Power Consumption and The Wrap-up
NVIDIA's Optimus technology is less about performance and battery life than it is about the user experience. What we mean by this is that a GeForce 220M is going to consume the same power when in use, whether it is in an Optimus enabled notebook or not. And the same can be said about the IGP it's pared to as well. What Optimus does enable, however, is a seamless switch from a lower-power, IGP enabled state, to a higher performing, GPU enabled one. This seamless switch gives users all of the performance of a discrete GPU when it's needed, with the lower-power benefits of an IGP when it is not.
To show how power is affected over time with Optimus, we ran a simple test with our sample notebooks. In this test, we allowed the machines to idle at the desktop, then we fired up 3DMark06 and it's Canyon Flight graphics test.

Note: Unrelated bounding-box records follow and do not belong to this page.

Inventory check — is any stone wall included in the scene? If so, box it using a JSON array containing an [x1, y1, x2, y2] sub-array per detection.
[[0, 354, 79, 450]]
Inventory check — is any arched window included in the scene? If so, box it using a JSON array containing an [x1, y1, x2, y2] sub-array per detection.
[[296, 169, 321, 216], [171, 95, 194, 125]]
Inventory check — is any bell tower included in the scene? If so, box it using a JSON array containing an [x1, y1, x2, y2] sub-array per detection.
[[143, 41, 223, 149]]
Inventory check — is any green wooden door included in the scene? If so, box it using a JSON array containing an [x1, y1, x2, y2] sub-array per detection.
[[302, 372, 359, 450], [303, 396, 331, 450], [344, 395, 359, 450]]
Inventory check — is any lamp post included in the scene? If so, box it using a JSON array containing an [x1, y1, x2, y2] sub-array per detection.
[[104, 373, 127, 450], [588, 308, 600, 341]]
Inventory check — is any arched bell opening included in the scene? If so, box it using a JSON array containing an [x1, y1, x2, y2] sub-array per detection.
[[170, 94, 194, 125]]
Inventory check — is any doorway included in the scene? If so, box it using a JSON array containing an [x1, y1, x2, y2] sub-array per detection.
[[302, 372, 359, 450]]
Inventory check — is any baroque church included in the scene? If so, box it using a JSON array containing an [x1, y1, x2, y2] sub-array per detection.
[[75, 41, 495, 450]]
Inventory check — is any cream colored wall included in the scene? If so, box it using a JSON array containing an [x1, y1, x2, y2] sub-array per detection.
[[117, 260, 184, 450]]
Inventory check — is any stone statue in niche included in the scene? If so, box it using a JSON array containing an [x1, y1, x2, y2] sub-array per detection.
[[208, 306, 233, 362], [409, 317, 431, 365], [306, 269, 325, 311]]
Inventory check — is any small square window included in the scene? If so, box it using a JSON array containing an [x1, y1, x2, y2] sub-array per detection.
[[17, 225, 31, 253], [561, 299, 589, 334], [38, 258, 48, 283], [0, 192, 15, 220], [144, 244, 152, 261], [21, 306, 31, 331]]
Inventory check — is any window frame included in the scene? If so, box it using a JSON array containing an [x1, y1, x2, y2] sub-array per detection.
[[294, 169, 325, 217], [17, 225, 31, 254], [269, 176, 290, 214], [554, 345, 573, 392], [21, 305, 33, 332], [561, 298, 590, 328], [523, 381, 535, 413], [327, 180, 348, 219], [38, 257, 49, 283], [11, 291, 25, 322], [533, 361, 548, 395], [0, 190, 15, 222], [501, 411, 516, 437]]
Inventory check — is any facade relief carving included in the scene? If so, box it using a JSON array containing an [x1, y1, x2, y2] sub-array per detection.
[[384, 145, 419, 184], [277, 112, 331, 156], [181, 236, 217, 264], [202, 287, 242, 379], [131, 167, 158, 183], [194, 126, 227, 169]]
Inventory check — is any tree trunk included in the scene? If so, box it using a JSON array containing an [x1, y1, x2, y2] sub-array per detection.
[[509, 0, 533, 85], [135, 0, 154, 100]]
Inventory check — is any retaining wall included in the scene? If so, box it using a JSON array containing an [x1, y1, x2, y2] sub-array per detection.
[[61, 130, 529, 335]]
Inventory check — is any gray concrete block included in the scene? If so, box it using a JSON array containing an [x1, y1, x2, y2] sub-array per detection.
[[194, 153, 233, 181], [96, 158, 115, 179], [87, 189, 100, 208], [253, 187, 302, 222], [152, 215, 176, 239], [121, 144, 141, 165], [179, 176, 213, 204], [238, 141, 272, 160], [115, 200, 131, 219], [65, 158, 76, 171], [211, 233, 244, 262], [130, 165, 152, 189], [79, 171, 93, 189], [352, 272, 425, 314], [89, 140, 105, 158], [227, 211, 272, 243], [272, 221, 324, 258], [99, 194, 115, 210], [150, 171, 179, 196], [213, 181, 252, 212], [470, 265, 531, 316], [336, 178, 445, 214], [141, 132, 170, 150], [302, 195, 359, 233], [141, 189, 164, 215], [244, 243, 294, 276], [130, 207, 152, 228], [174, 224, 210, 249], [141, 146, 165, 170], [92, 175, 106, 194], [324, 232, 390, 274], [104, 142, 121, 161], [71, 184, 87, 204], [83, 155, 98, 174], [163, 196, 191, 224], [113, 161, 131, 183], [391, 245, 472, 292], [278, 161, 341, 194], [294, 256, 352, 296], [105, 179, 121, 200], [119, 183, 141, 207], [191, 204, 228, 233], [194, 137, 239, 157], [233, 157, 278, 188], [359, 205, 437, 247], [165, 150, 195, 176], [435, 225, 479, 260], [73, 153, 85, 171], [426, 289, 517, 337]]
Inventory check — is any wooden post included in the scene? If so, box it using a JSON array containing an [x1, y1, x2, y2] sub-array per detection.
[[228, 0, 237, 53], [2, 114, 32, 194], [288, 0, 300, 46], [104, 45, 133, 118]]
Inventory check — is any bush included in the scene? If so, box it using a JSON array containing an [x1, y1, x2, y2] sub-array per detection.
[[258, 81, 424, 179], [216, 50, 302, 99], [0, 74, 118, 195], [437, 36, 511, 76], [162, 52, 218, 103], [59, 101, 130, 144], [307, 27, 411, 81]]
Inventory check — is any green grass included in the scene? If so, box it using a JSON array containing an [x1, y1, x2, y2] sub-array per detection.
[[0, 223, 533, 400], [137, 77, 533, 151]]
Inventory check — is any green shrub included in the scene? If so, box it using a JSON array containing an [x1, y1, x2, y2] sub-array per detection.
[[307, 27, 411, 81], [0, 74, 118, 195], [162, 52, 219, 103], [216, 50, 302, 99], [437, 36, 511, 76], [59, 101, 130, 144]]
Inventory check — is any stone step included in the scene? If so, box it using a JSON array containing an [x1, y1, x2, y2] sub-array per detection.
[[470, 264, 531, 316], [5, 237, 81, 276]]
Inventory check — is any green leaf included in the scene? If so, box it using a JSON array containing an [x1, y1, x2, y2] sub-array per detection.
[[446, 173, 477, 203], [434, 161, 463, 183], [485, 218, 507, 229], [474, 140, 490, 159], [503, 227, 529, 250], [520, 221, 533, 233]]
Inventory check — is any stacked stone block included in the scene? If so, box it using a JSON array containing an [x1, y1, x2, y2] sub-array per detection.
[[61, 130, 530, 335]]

After a few seconds we exited 3DMark, and then the machines settle back to idle. The data shows the idle-peak-average power consumption for a notebook running solely on the IGP, solely on the discrete GPU, and finally on the Optimus enabled system.
What Optimus nets the end user is low-power operation when the discrete GPU isn't necessary, high-performance operation when it is, with a seamless switch back to low power. The end result is less power consumed over time, without any sacrifice in performance.
NVIDIA's Optimus graphics switching and power saving technology, though a little complex to explain from a design and software standpoint, couldn't be easier to understand and see in practice and function from an end users perspective. In fact, what NVIDIA has done with the technology enables a level of both functional and design simplicity that is, for us and we're sure notebook consumers to follow, a thing of beauty. There is a simple elegance here that NVIDIA has enabled with Optimus and it's the way it should have been done a long time ago quite frankly. Granted, we're sure that our expectations are based on an over-simplification of the level of engineering that NVIDIA poured into Optimus but we're more than happy that this level of seemless functionality for switchable hybrid graphics is finally here. Thanks to NVIDIA for making it a reality. We'll even go so far as giving the technology our coveted Editor's Choice award because, yes, it's that good.